Among the former lovers interviewed are famed lesbian pulp novelist Marijane Meaker and Ulrike Ottinger’s star and collaborator Tabea Blumenschein. A joy to watch, these interviews, as well as those with former lover Monique Buffet, make Loving Highsmith a useful document of the writer, her time, and her milieu. That Blumenschein died two years before this documentary would be released grimly underscores the value of the interviews Vitija has conducted. When Meaker remembers her attempt to keep house with Highsmith in Bucks County, Pennsylvania, Highsmith readers may discern the setting and struggles of her novel Edith’s Diary. In her later jaunts between France and England to visit her secret, closeted lover, readers may trace the repeated cross-channel trips of Tom Ripley in Ripley Under Ground. In both Blumenschein and Buffet, readers will recognize the twin models for the boy of The Boy Who Followed Ripley. Little wonder Highsmith took particular interest in drag kings: women like Blumenschein and Buffet, and especially Highsmith herself, find male alter egos in her fiction. “Ripley, c’est elle,” Buffet says of Highsmith’s most celebrated creation, Tom Ripley, paraphrasing Flaubert’s famous statement, “Madame Bovary, c’est moi.” Blumenschein recounts plans she and Highsmith had to make their own Ripley film with Blumenschein playing Ripley. (Blumenschein also talks of a pirate movie she and Highsmith planned to make, raising questions of what influence Highsmith might have had on Madame X: An Absolute Ruler [1978], the film Blumenschein would eventually make with Ottinger.)
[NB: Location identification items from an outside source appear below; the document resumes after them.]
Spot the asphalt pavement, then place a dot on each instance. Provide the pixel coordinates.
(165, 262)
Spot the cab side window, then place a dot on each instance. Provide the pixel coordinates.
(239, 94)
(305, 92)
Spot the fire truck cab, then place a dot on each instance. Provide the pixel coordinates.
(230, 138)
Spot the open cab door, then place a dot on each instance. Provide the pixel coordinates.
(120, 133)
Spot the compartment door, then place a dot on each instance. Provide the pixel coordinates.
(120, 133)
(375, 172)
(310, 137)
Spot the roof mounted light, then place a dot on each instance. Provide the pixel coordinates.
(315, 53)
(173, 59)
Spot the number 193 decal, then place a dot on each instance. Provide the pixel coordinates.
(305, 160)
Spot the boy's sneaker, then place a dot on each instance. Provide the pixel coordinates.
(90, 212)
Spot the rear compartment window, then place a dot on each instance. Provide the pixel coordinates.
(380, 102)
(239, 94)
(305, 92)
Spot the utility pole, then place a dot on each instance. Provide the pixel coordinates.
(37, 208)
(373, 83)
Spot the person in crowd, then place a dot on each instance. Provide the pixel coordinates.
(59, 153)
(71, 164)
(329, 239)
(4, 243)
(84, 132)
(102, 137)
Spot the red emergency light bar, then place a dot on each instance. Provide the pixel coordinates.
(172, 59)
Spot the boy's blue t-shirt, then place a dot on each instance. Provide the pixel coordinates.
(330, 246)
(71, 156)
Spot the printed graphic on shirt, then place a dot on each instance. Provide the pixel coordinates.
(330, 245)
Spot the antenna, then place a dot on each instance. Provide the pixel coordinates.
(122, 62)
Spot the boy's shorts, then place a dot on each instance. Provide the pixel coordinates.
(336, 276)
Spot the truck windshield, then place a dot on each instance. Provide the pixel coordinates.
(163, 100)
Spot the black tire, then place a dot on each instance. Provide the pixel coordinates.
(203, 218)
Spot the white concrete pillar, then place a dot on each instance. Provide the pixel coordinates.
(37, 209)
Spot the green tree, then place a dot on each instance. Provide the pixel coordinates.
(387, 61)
Buffet is able to offer insight into Highsmith’s final years, as she built her last, fortress-like home, in Switzerland. (Intriguingly, as with William S. Burroughs, another significant writer to emerge from postwar America, the home she designed for herself would be called “the bunker.”) In presenting Highsmith from the perspective of those who loved her, Loving Highsmith serves as a corrective to the sensationalist way she is often presented now: as a grisly alcoholic, a callous and even cruel lover, a racist and an anti-Semite, who takes her pet snails out of her purse at parties. Toward the end, the voiceover narration briefly acknowledges the increasingly racist and anti-Semitic rants Highsmith recorded in her diaries in later years. However, the film largely overlooks such troubling details. But even the most ardent Highsmith fan would likely have to admit that (as with H. P. Lovecraft, or T. S. Eliot for that matter) the Highsmith who writes racist screeds is inextricable from the great writer. Presenting the lovable Patricia Highsmith, Loving Highsmith turns politely away from the more unsavory aspects of her life and writing. What it does offer viewers, although somewhat sanitized, is still a valuable portrait of the writer and her time, particularly through the interviews it records.
Loving Highsmith is now showing at Film Forum.